Qu'est-ce que la logique floue ? D'où vient-elle ? Et comment obtenir, en l'utilisant, une régulation d'excellente qualité, pour un coût équivalent à celui des systèmes traditionnels ?
En matière de régulation, l’évolution technique est une constante qui vise à améliorer la finesse du résultat, à faciliter l’utilisation, ou encore à suivre au plus près les réactions du système. À ce titre, les années 80 ont vu les concepts d’autoréglage et d’autoadaptation révolutionner le monde des régulateurs autonomes.
Parallèlement, la modélisation mathématique a permis d’améliorer encore ces résultats. Réservée à des gros systèmes informatiques, car gourmande en ressources, elle consiste à prévoir toutes les variations possibles du système. Seuls inconvénients, les temps de mise en œuvre et les performances du matériel nécessaire rendent son coût global d’exploitation inaccessible à la majorité des applications.
Le grand progrès de ces dernières années découle d’une nouvelle approche calquée sur le raisonnement humain plutôt que sur des calculs rigides.

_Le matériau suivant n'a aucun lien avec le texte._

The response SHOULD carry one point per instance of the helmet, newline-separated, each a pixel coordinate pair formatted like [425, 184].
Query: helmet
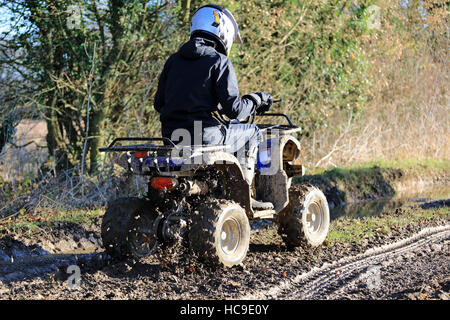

De cette approche est née la « logique floue ». Elle part d’un constat simple : pour calculer, un ordinateur est beaucoup plus rapide qu’un être humain ; en revanche, pour des problèmes mal posés ou mal définis, l’être humain est irremplaçable. Par exemple, nous reconnaîtrons un ami perdu de vue, même s’il a grandi, grossi ou s’il s’est laissé pousser sa barbe. Un ordinateur ne sait pas le faire.
Le concept de logique floue et ses origines
Les connaissances que nous avons d’une situation quelconque sont généralement imparfaites. Elles peuvent être incertaines (nous doutons de leur validité), ou imprécises (nous éprouvons une difficulté à les formuler clairement). Ces deux types d’imperfection dans les connaissances sont souvent intimement mêlés.
En ce qui concerne l’incertain, il a été abordé par la notion de probabilité, dès le XVIIᵉ siècle, par Pascal et Fermat. Pour l’imprécis, il faudra attendre 1978 pour qu’un chercheur américain, L. A. Zadeh, développe la « Théorie du raisonnement approché », plus connue sous le nom de « logique floue » (fuzzy logic, en anglais). Cette dernière associe les notions de « sous-ensemble flou » et de « théorie des possibilités ».
Le sous-ensemble flou
Le sous-ensemble flou permet de graduer l’appartenance d’un élément à une classe. Par exemple, un litre d’eau à la température de 20 °C n’appartient pas du tout à la classe « eau chaude ». En revanche, si sa température est de 90 °C, il y appartient tout à fait. Plus sa température se rapproche de 90 °C, plus son appartenance à la classe « eau chaude » est forte (figure 1).
Cette notion permet l’utilisation de catégories aux limites mal définies (comme « grand » ou « petit », « jeune » ou « âgé »), le passage progressif d’une propriété à une autre (de « tiède » à « chaud »), l’utilisation de valeurs approximatives (comme « environ 12 ans »). Elle évite l’utilisation de limites rigides. En effet, il serait aberrant de considérer qu’une eau à 85 °C est froide, si elle est considérée comme chaude à 90 °C.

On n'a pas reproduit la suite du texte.